A subsequent justification cited the invasion’s supposed liberation of Afghan women, invoking a wispy U.S. “obligation” in that regard. Despite the sentimental appeal of this excuse, the status of Afghan women has changed very little, particularly outside of Kabul where the government holds virtually no sway.
Now, the U.S. mission has morphed into a full-blown exercise in nation building, all the while trying to defeat a growing domestic resistance centered on the region’s dominant Pashtun tribe. To that end, troop levels have surged and casualties mounted. Defense secretary Gates says there’s no end in sight and has obliquely hinted that circumstances might require a ground assault into Pakistan, where U.S. aerial bombings have already become routine.
The mythic Chinese military strategist Sun Tzu is said to have advised, “There has never been a protracted war from which a country has benefited.” President Obama and his generals should dwell on Sun’s venerable wisdom, before they hypocritically shed more blood on behalf of international corporate energy interests.
Ambushed on race
This letter is in response to the numerous articles covering the controversy over the arrest of Henry Louis Gates Jr. by the Cambridge, Mass., police department, as well as the comments made by President Barrack Obama. Let us reexamine the facts.
According to the several articles: Cambridge Police responded to a call about “two black males” breaking into a home near Harvard University. A woman reported seeing “two black males with backpacks on the porch,” with one “wedging his shoulder into the door as if he was trying to force entry.” Police ended up arresting the man who lives there — Henry Louis Gates Jr. He had forced his way through the front door because it was jammed.
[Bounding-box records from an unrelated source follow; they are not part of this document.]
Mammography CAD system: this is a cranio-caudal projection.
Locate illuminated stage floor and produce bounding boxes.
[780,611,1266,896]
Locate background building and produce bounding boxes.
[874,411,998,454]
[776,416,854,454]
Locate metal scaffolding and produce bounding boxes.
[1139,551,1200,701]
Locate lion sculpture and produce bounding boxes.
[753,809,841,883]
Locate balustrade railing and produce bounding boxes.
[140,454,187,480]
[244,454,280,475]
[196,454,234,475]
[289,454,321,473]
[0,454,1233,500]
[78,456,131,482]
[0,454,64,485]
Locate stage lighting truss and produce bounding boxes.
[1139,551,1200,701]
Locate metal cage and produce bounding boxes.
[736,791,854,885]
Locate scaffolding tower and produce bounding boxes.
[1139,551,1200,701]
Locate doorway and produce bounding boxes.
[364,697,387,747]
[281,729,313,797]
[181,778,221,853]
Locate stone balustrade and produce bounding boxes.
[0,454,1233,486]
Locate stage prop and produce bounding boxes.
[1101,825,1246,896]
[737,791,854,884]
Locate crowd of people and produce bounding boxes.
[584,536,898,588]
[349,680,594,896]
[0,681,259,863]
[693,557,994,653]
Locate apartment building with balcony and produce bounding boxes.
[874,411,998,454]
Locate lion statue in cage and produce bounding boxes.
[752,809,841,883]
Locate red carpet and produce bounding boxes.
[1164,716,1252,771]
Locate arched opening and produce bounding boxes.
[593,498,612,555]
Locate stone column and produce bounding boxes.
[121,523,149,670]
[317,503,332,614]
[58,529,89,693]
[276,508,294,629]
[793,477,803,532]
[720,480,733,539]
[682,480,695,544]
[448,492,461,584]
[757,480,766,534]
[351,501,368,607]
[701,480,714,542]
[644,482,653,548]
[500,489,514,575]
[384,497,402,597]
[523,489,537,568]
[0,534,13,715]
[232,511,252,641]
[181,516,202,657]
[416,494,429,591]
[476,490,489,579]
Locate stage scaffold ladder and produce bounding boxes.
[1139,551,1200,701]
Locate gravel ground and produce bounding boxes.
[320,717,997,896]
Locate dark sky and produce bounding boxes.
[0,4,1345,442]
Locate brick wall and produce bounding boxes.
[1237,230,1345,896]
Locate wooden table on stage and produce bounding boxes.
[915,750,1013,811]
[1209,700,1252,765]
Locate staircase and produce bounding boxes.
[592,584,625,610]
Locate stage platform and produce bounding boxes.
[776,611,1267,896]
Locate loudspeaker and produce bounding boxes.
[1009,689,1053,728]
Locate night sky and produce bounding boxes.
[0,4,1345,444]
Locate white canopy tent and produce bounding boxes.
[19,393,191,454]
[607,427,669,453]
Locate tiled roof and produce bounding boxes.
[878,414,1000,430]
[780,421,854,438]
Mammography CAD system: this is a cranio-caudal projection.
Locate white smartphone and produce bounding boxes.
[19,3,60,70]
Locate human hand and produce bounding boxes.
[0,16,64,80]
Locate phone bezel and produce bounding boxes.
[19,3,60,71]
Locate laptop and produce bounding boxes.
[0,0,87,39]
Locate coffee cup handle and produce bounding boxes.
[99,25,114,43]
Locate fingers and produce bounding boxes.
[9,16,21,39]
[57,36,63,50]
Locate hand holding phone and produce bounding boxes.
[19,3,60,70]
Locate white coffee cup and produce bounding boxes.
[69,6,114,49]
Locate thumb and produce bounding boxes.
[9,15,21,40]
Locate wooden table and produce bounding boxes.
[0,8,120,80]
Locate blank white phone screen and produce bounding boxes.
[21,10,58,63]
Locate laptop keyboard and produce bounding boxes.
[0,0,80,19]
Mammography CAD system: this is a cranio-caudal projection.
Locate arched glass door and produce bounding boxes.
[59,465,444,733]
By the time police arrived, Gates was already inside. Police say he refused to come outside to speak with an officer, who told him he was investigating a report of a break-in. “Why, because I’m a black man in America?” Gates said, according to a police report written by Sgt. James Crowley. Crowley is a veteran cop who teaches a racial profiling class for rookie police officers.
President Obama said the Cambridge police acted “stupidly” in arresting his friend, the prominent black scholar. Crowley said he was just doing his job but that Gates continued to rant, “that I was doing this because he was a black man in America, that I was a racist.” Crowley said that while he was radioing in Gates’ name to the dispatcher for record, “I couldn’t hear myself say it. He was yelling that loud.”
The immediate question that comes to mind is why was Mr. Gates forcing his way into his own home? Who was the woman who called and what relationship does she have with Gates? Why would Gates assume this was racial profiling when he was informed by the police officer that Crowley was investigating a report of a break-in? Are these assumptions presented to Gates’ Harvard classes on a regular basis?
As for President Obama, we all remember his comment about blue-collar people in Pennsylvania “and it’s not surprising then they get bitter, they cling to guns or religion or antipathy to people who aren’t like them or anti-immigrant sentiment or anti-trade sentiment as a way to explain their frustrations.” It has been said by many Freudian psychologists that usually the first words out of someone’s mouth give a clear view of a person’s beliefs. Is it possible that the Cambridge police were set up for a racial profiling ambush? I don’t know. But the immediate reactionary comments by Gates and Obama should give us a clue.